Kişisel gelişim kitapları gerçekten işe yarıyor mu?

Kişisel gelişim kitapları gerçekten işe yarıyor mu?

Psikoterapi seanslarımda kişisel gelişim kitaplarıyla ilgili danışanlarımdan sıklıkla duyduğum sözler ve sorular bana bu konuda yazma ihtiyacı hissettirdi. Kişisel gelişim kitapları her daim popülerliğini korurken, ruh sağlığı uzmanları olarak bizlerin bu konuya nasıl baktığını yazmak istedim.

Her dönem farklı iddialarla, farklı vaatlerle piyasaya çıkan birçok kitap, kendi iç dünyasıyla mücadelesi olan, çatışması olan, ya da hep daha iyisini olmak, yapmak adına hırsları olan kişiler için çok çekici bir sunumla kitap raflarına yerleşiyor. Bu kitaplar birçok şeye kavuşmanın, birçok şeyi halletmenin madde madde yollarını gösteriyor. Bu maddeleri izleyen herkesi güzel şeylerin beklediği varsayımı da çok temel bir nokta olarak göze çarpıyor. “….başarmanın 10 yolu”, “….yenmek artık çok kolay!” formatındaki kitap isimleri epey yaygın.

Öncelikle değişim ve dönüşümün kendine özgü bir süreci olduğunu belirtmeliyim. Bu sürecin yavaş yavaş, sindirilerek ilerlemesi gerekir.
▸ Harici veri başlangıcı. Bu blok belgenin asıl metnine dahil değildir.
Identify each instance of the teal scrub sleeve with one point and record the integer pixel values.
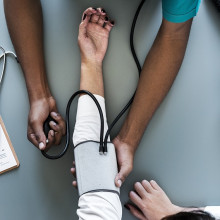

Herkesin yolu kendine özgü olmalıdır, çünkü her birimiz biriciğiz. Geçmişimiz, kişiliğimiz, duygulanımımız aynı değil ve belli şablonlara, kalıplara indirgenmek yerine her birimize özel yollar olmalıdır. Bize kendimizle ilgili düşünmemizi sağlayan her kaynak şüphesiz ki değerlidir. Farkındalığın artması, düşüncelerin uyarılması, izlenmesi bir yolun başlangıcı olabilir. Ama benim gözlemlediğim kadarıyla, bu tür kitaplar kişilerde bir “performans sergilenmesi”ne dönüşüyor ve okunulanlar hızla hayata geçirilmeye çalışılıyor. Hızın olduğu yerde ise stres ve kaygının belirmesi de kaçınılmaz oluyor. Yani kişiler bir an önce değişim istediklerinde ve bu tür maddeleri hızlıca uygulamaya çalıştıklarında birçok olumsuzluk zincirleme şeklinde meydana geliyor. Stres kaygıya, kaygı başarısızlığa, başarısızlık umutsuzluğa ve karamsarlığa dönüşüyor!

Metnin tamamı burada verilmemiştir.